Há casos já clássicos na historiografia dos desastres ambientais: 1) a tragédia de Bhopal, na Índia (3/12/1984), na fábrica de pesticidas da Union Carbide, quando toneladas de gases altamente tóxicos vazaram e 2500 pessoas morreram instantaneamente e mais 8 mil nos dias imediatos à explosão; 2) na antiga União Soviética, em 1957, portanto muito antes do acidente de Chernobyl (de 1986), uma explosão em um tanque de resíduos nucleares tirou do mapa 30 pequenas comunidades, provocando a evacuação de 17 mil pessoas na ocasião; 3) em 1986, com a explosão de quatro reatores nucleares em Chernobyl 31 pessoas morreram, 200 ficaram feridas e 135 mil habitantes próximos à usina tiveram de abandonar suas casas, segundo um dos primeiros cálculos feitos.
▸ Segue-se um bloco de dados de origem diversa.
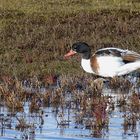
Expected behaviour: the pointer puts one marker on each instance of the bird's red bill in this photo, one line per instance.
(70, 53)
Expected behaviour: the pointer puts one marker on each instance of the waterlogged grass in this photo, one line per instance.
(34, 35)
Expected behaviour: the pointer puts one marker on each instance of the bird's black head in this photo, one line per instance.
(83, 48)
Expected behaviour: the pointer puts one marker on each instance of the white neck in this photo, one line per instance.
(86, 65)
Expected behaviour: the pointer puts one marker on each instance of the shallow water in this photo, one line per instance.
(59, 124)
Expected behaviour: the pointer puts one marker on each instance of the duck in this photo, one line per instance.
(106, 62)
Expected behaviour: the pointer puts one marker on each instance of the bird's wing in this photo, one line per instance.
(130, 56)
(126, 55)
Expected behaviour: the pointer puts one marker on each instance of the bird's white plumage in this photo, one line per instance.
(86, 65)
(108, 65)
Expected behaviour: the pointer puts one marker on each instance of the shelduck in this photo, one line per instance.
(106, 62)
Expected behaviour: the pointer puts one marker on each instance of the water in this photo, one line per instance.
(59, 123)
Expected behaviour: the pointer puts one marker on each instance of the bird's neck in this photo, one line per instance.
(86, 55)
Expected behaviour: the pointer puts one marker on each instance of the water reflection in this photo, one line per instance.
(79, 107)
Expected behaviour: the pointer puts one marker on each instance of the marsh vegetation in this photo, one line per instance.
(40, 92)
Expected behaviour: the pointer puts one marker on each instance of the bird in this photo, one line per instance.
(106, 62)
No Brasil, a explosão e incêndio da Vila Socó, em Cubatão (SP) em fevereiro de 1984, entrou para os anais dos grandes desastres ambientais, quando um vazamento de um duto da Petrobrás sob as palafitas de uma favela ocupada então por cerca de 6 mil moradores provocou a morte de 93 pessoas, segundo as autoridades, e de mais de 200, segundo os moradores; em setembro de 1987 uma cápsula de Césio-137, inexplicavelmente "abandonada" nos escombros do Instituto Goiano de Radioterapia, em Goiânia, foi carregada para uma oficina de sucatas e desmontada, e teve os fragmentos do material radiativo distribuídos entre dezenas de pessoas, matando 4 pessoas, dentre elas crianças e contaminando cerca de 250 de forma direta. Em 2003, a Folha de São Paulo e o Ministério Público denunciavam a contaminação de uma área de 94 mil m² na zona leste de São Paulo, da CETESB, ocupada pelas favelas Paraguai, da Paz e Sem-Terra, onde cerca de 450 famílias viviam em terreno usado como lixão industrial, com metais pesados, fenóis, benzeno, borras oleosas, milhões de litros de areia de fundição etc. Também vale sempre lembrar o absurdo da Cidade dos Meninos, um complexo educacional federal criado pelo governo Vargas no município de Duque de Caxias (RJ), voltado para o amparo e a educação integral de crianças pobres, onde o Ministério da Saúde instalou em seguida uma fábrica de pesticidas que, abandonada pelo próprio Ministério, contaminou com resíduos tóxicos as crianças lá internas e as famílias dos trabalhadores do local. (Será que as autoridades que instalaram tal fábrica de pesticidas na Cidade dos Meninos a colocariam no colégio de seus filhos e netos?)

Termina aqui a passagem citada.